For many sites, turning off JS is not an option. IMO, it's wasteful to ignore all that compute power in the browser. It's better to run code in thousands of browsers than do it all on the server.
The user already is. The casual user's system is idling with all sorts of nonsense. Adding some light processing doesn't harm. I'm thinking 100-500ms per page. You don't render the page for the user neither, do you?
For heavier use cases (e.g. image processing), the user should be willing to spend some CPU power. It doesn't make sense to send an image to a server, put it in a queue, wait for an image processing worker to run it, and send back the result. It's simpler and more sensible to run that process client-side, if feasible. E.g. LLMs are too big for that, but many other tasks can.
Some "light processing" like 10 seconds of instantiating <js framework of the day> crap that gives me nausea while it redraws infinitely and boxes move around on the page?
Even the mobile oriented samey SAAS sites that have you scroll through 20 screens to read 5 lines sound better...
Edit: Btw, 100-500 ms on what? The latest Intel 500 W space heater? And tested only in Chrome because it's too expensive to notice that it's not very fast or responsive on other browsers?

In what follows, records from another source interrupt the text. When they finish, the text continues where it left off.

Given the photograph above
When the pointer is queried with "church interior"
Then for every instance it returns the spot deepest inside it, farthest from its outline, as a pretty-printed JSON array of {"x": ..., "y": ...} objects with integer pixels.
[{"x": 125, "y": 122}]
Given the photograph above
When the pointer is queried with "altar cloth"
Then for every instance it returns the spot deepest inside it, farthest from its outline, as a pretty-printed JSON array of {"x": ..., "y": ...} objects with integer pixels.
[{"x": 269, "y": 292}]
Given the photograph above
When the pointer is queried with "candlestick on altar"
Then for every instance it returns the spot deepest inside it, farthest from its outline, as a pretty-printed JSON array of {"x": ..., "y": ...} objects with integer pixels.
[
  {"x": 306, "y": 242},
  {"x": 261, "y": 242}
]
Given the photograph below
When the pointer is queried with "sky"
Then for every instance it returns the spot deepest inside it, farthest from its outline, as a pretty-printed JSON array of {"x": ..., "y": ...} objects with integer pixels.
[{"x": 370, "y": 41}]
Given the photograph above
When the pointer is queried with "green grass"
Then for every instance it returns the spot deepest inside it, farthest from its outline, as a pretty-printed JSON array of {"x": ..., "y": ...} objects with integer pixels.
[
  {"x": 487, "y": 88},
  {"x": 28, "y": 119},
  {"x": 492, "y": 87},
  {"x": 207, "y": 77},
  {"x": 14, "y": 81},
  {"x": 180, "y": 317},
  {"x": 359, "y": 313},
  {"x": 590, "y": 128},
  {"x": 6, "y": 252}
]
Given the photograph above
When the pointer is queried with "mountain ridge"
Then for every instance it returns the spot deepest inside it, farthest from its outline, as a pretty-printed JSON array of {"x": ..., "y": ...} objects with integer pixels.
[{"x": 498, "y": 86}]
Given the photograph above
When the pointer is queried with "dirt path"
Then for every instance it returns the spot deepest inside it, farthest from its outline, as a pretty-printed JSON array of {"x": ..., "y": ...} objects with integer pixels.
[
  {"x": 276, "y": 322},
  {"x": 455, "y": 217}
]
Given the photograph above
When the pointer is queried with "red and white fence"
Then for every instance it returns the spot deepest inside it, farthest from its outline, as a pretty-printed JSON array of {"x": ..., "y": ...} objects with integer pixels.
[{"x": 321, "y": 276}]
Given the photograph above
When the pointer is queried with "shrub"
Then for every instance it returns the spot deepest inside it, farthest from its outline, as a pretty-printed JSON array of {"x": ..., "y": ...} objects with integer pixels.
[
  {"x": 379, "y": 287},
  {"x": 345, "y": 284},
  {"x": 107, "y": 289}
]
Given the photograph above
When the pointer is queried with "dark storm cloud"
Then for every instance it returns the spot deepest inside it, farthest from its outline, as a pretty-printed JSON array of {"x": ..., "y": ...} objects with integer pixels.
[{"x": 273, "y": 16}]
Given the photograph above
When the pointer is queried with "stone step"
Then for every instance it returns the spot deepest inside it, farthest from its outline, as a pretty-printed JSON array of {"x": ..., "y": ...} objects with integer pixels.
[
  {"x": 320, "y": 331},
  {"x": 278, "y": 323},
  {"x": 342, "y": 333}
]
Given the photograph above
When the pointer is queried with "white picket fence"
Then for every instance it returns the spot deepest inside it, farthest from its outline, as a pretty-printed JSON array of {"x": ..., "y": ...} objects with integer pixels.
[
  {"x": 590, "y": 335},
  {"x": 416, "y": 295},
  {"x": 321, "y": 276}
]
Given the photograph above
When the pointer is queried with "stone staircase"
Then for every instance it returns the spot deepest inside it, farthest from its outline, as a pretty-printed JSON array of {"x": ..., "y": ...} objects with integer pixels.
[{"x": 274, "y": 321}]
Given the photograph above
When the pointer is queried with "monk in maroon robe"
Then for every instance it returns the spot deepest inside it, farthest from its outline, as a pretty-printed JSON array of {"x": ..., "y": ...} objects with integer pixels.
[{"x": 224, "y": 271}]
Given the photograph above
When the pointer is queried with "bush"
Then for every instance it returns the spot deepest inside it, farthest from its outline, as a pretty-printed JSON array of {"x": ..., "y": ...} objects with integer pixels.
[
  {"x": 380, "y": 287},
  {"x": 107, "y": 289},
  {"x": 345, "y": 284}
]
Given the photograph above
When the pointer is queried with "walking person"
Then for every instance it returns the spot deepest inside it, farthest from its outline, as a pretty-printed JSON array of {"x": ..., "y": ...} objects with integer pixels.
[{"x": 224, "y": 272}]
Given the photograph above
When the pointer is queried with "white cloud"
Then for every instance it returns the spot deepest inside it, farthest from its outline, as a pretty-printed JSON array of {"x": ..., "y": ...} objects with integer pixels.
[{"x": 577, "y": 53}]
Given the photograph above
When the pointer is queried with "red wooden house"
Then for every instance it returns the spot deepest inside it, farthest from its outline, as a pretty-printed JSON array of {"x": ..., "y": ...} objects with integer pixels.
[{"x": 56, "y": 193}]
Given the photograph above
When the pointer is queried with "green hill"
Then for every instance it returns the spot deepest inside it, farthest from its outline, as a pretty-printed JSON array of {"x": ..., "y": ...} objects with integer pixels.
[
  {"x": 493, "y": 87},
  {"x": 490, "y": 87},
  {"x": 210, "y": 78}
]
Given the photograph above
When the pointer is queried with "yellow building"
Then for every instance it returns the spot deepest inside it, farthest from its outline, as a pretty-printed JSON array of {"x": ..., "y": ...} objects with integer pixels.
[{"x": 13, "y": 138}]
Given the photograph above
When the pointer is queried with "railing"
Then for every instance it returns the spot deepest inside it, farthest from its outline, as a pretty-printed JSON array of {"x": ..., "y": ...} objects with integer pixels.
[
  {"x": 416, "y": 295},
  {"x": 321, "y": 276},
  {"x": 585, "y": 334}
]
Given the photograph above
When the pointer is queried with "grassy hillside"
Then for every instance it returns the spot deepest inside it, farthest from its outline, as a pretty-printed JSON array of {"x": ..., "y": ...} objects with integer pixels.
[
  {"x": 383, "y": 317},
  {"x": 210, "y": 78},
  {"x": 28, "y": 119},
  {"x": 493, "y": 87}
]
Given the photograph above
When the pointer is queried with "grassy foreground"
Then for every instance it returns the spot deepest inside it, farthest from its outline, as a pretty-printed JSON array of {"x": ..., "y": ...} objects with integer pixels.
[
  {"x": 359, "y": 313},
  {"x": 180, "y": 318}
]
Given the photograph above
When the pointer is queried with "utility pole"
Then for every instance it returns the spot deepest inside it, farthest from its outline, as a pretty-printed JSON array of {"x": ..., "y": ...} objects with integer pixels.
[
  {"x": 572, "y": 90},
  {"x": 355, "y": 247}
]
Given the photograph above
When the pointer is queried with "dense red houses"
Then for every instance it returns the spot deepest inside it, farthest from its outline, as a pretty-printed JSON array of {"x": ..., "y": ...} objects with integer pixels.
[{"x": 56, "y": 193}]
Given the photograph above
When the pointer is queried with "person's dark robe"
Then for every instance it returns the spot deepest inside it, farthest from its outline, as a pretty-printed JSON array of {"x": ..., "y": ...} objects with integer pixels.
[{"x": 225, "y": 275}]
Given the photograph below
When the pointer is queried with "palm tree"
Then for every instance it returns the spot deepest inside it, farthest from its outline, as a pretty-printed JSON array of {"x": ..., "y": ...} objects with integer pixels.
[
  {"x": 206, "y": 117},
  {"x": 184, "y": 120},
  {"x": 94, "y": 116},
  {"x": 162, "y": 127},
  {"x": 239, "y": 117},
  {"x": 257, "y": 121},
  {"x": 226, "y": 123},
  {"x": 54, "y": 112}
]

Edit 2: Not to be misunderstood. If you're doing the computation for me, go ahead. If you're doing the computation because your framework has 100000% overhead, no thanks.
I don't like heavy frameworks either. I try to keep everything light, both server and client-side. 10s loading animations is too much. But having no framework at all severely limits development speed.
All browsers are approximately equally fast nowadays. I use Firefox, so no worries there.